Zach Price on Reliance on Executive Nonenforcement

Published on: Author: Scott Dodson

In “Reliance on Nonenforcement,” appearing in the William & Mary Law Review, my brilliant colleague Zach Price continues his leading work on executivebranch nonenforcement, an issue that has risen to the forefront in an era of divided and polarized politics.

The idea of executive nonenforcement is straightforward and has a long pedigree. Has a police officer ever stopped you for speeding but left you off with a warning? That’s executive nonenforcement (though at the state level). Less mundane and more charged examples exist at the federal level. The Obama Administration declined to enforce many federal marijuana laws and many federal immigration laws. Whether, when, how, and to what extent the executive branch can decline to enforce federal law, and what remedies for nonenforcement exist, are complicated questions that Professor Price has spent the last several years exploring.

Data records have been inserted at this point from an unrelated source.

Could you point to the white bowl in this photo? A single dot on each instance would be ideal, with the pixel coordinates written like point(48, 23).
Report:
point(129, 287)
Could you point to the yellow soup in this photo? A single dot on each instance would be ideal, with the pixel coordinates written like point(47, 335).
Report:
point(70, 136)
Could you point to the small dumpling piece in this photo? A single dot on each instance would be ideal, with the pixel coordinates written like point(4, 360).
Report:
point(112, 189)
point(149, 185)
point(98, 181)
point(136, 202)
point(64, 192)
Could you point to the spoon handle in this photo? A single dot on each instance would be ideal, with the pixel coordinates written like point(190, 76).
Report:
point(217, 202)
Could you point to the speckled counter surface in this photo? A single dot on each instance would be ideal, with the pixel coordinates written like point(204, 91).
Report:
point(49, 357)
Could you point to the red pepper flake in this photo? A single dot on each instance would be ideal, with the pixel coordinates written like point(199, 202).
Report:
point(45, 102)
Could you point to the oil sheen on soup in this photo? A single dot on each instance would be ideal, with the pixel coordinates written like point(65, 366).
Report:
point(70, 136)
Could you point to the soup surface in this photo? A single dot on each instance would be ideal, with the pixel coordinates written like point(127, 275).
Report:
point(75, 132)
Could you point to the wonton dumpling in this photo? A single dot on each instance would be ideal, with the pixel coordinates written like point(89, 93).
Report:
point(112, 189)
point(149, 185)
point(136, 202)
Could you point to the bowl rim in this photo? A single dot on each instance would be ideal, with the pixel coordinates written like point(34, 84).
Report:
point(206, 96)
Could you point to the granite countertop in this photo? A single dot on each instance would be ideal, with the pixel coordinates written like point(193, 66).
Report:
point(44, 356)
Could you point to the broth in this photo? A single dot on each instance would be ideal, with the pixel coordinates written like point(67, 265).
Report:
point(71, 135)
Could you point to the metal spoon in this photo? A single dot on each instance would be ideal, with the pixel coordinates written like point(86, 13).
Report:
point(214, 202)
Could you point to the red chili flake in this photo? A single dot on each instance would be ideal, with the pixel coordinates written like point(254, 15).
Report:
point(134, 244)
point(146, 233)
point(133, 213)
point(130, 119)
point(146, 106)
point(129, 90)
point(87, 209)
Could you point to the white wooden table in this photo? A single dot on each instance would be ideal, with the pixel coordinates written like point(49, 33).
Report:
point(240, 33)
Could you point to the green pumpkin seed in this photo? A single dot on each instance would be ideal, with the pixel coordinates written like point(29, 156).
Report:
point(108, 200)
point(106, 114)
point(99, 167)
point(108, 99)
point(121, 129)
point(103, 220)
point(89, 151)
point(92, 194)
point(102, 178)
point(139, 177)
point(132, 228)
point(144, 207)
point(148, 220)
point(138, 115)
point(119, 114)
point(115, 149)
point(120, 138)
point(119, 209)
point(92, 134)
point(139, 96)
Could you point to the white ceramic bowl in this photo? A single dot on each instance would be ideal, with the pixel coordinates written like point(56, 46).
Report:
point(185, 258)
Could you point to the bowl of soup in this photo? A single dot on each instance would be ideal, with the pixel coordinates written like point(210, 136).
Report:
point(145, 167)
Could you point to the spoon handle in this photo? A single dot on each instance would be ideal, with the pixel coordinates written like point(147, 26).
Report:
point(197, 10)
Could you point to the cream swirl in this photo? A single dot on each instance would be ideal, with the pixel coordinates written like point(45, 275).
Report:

This paper continues that trend with an equally compelling and pervasive problem. When the executive branch goes on record to articulate a policy of nonenforcement, to what extent can beneficiaries of nonenforcement rely on that policy? Nothing puts the question in such stark relief as President Trump’s decision to end DACA, the widely publicized Obama-era policy not to pursue deportation proceedings of certain undocumented immigrants.

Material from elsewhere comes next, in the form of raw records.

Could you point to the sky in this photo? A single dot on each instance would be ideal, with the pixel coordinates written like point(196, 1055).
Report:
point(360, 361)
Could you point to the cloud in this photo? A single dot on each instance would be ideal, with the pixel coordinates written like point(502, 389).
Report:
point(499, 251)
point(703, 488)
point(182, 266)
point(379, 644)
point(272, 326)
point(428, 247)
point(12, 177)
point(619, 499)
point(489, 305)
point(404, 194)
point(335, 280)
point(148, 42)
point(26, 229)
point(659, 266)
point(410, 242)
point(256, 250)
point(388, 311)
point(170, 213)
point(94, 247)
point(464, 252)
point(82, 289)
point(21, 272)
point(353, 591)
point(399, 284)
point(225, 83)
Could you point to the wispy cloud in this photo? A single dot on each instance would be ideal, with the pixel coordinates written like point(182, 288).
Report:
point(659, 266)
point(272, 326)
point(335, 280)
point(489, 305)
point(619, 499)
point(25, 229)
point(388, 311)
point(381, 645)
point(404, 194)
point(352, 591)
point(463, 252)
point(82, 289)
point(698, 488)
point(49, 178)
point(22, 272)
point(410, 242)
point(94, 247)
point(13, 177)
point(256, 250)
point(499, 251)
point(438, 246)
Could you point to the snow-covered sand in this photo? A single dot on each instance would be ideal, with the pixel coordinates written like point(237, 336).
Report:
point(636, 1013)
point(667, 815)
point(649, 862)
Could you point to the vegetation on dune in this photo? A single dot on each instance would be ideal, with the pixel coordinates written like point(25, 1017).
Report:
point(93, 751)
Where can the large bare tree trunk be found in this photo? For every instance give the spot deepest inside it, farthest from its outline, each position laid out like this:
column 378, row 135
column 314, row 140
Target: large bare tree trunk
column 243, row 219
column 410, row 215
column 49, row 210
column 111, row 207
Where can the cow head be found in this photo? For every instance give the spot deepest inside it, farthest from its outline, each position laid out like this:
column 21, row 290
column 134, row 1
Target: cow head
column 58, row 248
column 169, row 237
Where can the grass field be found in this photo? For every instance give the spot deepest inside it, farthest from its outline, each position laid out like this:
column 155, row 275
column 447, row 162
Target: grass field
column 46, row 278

One might think, at first blush, that the executive’s authority to enforce a valid law must be at least as great as the authority to not enforce that law—the power to create DACA must include the power to take it away. But things are not so simple. Announcing a policy of nonenforcement may also establish legitimate reliance interests that carry constitutional protections, including the constitutional obligation that the executive not retract that nonenforcement benefit without due process of law. (Presumably, limitations imposed by the Equal Protection Clause might also apply, if, for example, the President attempted to eliminate DACA only with respect to racial minorities.)

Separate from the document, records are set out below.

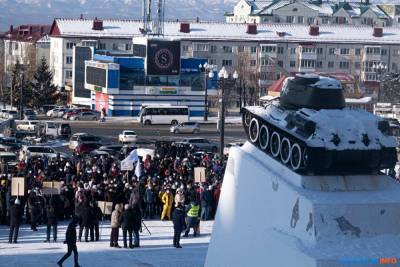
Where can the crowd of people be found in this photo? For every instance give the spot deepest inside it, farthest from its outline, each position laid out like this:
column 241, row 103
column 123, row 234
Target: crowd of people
column 161, row 187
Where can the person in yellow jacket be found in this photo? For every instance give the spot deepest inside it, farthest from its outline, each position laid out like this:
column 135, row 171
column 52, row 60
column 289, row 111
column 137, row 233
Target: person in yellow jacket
column 167, row 200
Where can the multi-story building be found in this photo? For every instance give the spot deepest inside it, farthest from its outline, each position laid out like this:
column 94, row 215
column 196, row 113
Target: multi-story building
column 260, row 52
column 310, row 12
column 27, row 44
column 65, row 34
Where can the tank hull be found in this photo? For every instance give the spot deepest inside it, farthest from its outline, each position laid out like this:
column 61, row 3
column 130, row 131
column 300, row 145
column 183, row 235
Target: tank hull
column 295, row 151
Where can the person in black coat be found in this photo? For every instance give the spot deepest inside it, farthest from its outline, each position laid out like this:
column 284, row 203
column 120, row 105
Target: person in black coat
column 126, row 221
column 86, row 222
column 70, row 240
column 178, row 218
column 15, row 220
column 51, row 220
column 137, row 223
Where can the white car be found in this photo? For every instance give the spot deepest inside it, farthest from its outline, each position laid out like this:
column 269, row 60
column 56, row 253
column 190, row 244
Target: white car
column 40, row 151
column 29, row 126
column 127, row 137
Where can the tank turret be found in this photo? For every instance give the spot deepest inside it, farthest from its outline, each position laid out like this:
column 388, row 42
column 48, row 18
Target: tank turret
column 310, row 131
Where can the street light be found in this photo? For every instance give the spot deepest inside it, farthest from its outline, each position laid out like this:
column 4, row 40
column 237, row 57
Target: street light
column 380, row 69
column 208, row 70
column 223, row 75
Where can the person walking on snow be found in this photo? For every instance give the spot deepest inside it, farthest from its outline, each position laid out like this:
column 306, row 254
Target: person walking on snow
column 70, row 240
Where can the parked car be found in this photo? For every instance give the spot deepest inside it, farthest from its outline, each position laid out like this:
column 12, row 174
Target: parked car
column 86, row 148
column 29, row 126
column 54, row 129
column 9, row 161
column 12, row 114
column 127, row 136
column 74, row 111
column 201, row 143
column 80, row 138
column 86, row 116
column 185, row 127
column 40, row 151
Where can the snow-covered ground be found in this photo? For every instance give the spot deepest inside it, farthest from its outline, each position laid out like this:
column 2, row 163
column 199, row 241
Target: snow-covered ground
column 156, row 249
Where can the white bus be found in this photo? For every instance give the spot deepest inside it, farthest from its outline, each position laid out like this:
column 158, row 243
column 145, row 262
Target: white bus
column 163, row 114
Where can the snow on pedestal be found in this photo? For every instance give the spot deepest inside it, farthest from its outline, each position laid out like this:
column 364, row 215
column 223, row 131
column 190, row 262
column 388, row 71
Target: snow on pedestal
column 271, row 216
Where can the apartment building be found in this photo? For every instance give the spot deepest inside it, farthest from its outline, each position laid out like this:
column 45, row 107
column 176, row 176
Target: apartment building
column 66, row 34
column 309, row 12
column 27, row 44
column 266, row 51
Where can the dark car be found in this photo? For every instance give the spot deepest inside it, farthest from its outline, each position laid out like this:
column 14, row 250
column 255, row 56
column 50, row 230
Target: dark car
column 86, row 148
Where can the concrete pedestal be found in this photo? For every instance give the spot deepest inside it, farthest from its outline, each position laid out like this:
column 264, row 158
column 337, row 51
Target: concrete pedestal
column 271, row 216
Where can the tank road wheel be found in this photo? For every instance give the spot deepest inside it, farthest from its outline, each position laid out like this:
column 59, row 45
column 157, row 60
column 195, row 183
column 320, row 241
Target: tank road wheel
column 264, row 137
column 247, row 118
column 285, row 150
column 254, row 130
column 295, row 157
column 275, row 144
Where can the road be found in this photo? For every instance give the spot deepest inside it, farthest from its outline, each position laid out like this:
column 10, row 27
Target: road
column 109, row 131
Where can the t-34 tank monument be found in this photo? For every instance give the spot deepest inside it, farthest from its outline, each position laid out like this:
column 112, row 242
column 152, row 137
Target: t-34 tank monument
column 307, row 189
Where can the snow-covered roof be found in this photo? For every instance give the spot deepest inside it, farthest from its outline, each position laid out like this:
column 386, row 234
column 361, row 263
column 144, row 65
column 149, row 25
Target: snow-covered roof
column 229, row 31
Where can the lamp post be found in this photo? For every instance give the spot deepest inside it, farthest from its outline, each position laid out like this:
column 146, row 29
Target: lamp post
column 208, row 72
column 223, row 75
column 21, row 116
column 380, row 69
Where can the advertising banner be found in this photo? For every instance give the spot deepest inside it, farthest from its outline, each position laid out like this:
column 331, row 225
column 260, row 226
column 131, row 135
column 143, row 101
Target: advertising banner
column 163, row 57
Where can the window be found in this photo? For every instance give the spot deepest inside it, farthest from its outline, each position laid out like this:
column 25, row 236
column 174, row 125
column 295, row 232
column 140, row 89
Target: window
column 227, row 62
column 70, row 45
column 289, row 19
column 308, row 50
column 102, row 46
column 213, row 49
column 68, row 74
column 227, row 49
column 373, row 51
column 68, row 60
column 344, row 51
column 200, row 47
column 344, row 65
column 307, row 63
column 268, row 49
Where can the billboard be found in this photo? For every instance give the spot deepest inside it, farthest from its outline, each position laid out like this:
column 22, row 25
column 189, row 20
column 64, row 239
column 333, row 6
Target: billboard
column 163, row 57
column 96, row 76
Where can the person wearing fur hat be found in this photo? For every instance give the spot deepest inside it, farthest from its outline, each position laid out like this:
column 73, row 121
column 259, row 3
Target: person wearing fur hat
column 15, row 221
column 115, row 226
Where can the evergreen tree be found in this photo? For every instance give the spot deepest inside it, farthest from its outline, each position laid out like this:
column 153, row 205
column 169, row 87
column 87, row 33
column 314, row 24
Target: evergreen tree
column 43, row 90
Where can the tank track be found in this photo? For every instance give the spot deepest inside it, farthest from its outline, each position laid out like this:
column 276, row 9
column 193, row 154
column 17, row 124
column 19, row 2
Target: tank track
column 294, row 153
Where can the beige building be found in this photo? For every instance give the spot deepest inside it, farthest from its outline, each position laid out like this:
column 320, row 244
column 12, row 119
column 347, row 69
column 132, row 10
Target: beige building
column 310, row 12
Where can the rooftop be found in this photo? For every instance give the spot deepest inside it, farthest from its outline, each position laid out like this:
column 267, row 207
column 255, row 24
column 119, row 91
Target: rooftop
column 228, row 31
column 28, row 33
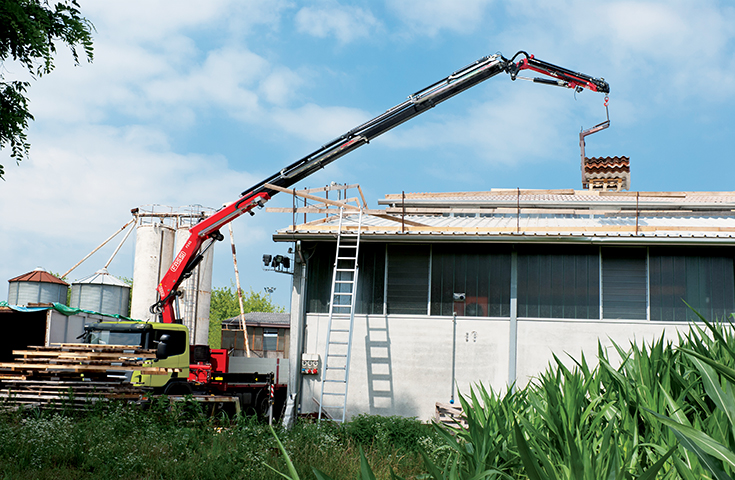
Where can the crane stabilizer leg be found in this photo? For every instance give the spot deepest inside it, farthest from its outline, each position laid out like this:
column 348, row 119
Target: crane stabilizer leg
column 459, row 81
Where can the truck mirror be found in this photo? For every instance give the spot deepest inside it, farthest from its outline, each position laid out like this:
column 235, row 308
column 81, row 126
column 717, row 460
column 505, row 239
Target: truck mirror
column 162, row 350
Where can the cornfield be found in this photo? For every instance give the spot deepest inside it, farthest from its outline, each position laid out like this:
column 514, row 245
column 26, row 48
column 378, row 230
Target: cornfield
column 663, row 411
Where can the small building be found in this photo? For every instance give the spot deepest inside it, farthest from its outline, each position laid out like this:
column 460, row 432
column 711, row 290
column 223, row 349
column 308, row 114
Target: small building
column 44, row 325
column 460, row 288
column 37, row 287
column 268, row 334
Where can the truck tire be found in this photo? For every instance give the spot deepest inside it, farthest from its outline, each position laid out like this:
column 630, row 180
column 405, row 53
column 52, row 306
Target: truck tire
column 177, row 388
column 261, row 402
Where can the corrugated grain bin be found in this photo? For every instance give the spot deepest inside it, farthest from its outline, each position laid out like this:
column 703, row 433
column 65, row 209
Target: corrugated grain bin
column 35, row 287
column 101, row 292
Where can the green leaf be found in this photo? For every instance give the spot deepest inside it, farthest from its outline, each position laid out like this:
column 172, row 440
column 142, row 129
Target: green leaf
column 712, row 386
column 725, row 371
column 319, row 474
column 701, row 440
column 366, row 473
column 652, row 471
column 529, row 462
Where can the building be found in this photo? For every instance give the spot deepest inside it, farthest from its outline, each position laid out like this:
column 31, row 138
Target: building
column 460, row 288
column 268, row 334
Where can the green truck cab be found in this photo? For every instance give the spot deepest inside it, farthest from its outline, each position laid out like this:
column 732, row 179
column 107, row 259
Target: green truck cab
column 171, row 342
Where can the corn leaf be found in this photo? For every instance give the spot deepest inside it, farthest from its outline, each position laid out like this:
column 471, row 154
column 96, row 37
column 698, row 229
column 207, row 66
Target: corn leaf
column 704, row 446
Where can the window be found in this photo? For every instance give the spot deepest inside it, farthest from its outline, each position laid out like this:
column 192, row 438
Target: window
column 558, row 282
column 481, row 272
column 703, row 278
column 370, row 280
column 270, row 339
column 624, row 283
column 408, row 279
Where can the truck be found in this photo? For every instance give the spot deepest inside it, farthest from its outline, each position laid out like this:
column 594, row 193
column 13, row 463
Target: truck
column 258, row 383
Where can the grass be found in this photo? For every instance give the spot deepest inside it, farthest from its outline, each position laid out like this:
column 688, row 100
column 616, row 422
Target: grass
column 663, row 412
column 124, row 442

In his typically careful and intricate way, and analogizing to other instances in which the constitution protects reliance interests, Professor Price interrogates the constitutional protections for those who justifiable rely on executive assurances of nonenforcement. Although he finds such protections thin, he nonetheless articulates several instances in which the Due Process Clause protects reliance, such as if beneficiaries provide incriminating information in reliance on nonenforcement. In addition, he argues that reliance interests gain strength from other constitutional sources—such as the separation of powers—such as when Congress acts in support of nonenforcement. The result is an elegant and timely paper that adds much-needed clarity to the difficult problem of reliance on nonenforcement.